Schools to move away from preparing Catholic children for sacraments
CONFIRMATION and communion preparation is to take place outside schools in Ireland's largest Catholic diocese.
A survey this year found there was a strong demand for parents and parishes to play a greater role in readying children for sacraments.
A review group was set up by Archbishop of Dublin Diarmuid Martin following concerns that sacraments risked being turned into "social occasions".
Primary responsibility for preparing Catholic children for First Holy Communion falls upon teachers and schools at present.
While mainly done in Catholic schools, some integrated primaries in Northern Ireland also get children ready for sacraments including First Penance and First Communion.
It is understood there are discussions taking place in every diocese in Ireland on issues raised by Archbishop Martin.
Earlier this year, three schools in the Republic agreed to take the historic step of relinquishing their Catholic status to becoming multi-demoninational.
The schools in Kerry and Roscommon said preparation for religious celebrations would take place outside school hours in future.
Now, the Archdiocese of Dublin has begun a "process of significant change" in relation to how children are prepared.
Its Priests Council has endorsed "a new approach", which will see parishes assuming responsibility.
Archbishop Martin this week wrote to parishes and priests to explain that training would need to begin immediately to prepare voluntary lay catechists in parishes to support families in preparation for baptism, confession, communion and confirmation.
"At the heart of the proposal is to stress the primary role of families in sacramental preparation," he wrote.
"It also advocates a renewed relationship with Catholic schools in promoting Catholic ethos."
Dr Martin added that any change would be achieved in line with the differing circumstances of each parish.
The proposal was "not something that will be accomplished overnight", he said.
Speaking on RTÉ's Morning Ireland yesterday, Dr Martin said a child's First Communion was drifting away from what was fundamentally a religious event.
"It's a family event.
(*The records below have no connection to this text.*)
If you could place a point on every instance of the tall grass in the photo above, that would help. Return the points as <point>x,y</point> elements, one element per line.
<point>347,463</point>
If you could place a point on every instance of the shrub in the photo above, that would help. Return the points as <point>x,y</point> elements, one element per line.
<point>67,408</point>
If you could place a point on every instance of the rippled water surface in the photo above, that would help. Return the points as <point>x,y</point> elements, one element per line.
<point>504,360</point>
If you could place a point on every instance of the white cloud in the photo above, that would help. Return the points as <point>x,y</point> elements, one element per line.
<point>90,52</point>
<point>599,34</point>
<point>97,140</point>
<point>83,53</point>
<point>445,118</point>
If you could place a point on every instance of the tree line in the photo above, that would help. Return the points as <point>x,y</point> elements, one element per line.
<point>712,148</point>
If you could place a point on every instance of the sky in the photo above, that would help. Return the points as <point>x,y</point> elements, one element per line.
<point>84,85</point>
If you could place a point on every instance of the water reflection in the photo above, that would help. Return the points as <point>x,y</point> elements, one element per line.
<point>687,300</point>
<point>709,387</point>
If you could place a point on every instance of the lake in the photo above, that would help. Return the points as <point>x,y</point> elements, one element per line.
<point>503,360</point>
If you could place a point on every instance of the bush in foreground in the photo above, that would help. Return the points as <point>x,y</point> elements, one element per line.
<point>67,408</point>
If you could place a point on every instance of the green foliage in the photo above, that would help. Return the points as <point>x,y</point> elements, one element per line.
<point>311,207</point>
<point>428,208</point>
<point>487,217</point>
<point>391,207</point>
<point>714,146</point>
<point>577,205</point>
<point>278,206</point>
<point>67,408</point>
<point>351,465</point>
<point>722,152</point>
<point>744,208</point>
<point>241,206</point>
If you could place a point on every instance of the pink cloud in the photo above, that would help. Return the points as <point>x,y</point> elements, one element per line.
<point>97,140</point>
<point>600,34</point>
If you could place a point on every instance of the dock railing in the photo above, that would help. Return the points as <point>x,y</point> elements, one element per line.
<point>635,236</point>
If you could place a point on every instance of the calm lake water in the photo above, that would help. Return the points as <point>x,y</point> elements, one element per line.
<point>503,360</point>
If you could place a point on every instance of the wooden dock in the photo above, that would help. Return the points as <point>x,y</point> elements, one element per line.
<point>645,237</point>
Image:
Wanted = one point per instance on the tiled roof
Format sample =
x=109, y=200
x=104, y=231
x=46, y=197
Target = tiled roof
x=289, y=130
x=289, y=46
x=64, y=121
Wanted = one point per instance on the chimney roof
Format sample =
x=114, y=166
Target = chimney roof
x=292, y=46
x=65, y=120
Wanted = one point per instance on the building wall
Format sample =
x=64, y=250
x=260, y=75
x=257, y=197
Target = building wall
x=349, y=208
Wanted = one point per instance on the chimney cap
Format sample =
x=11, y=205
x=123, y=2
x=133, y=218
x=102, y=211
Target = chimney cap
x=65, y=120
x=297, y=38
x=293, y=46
It's something that children will remember for all of their lives but it's also drifting away into commercialism. I saw an advertisement for a communion dress - up to €800," he said.
"Go out around some parts of Dublin suburbs and you'll see marquees and the whole thing is slipping away from what is fundamentally a religious event.
"And that's what we want to try and enhance; working with parents, working with children and schools to ensure that people understand what this is about."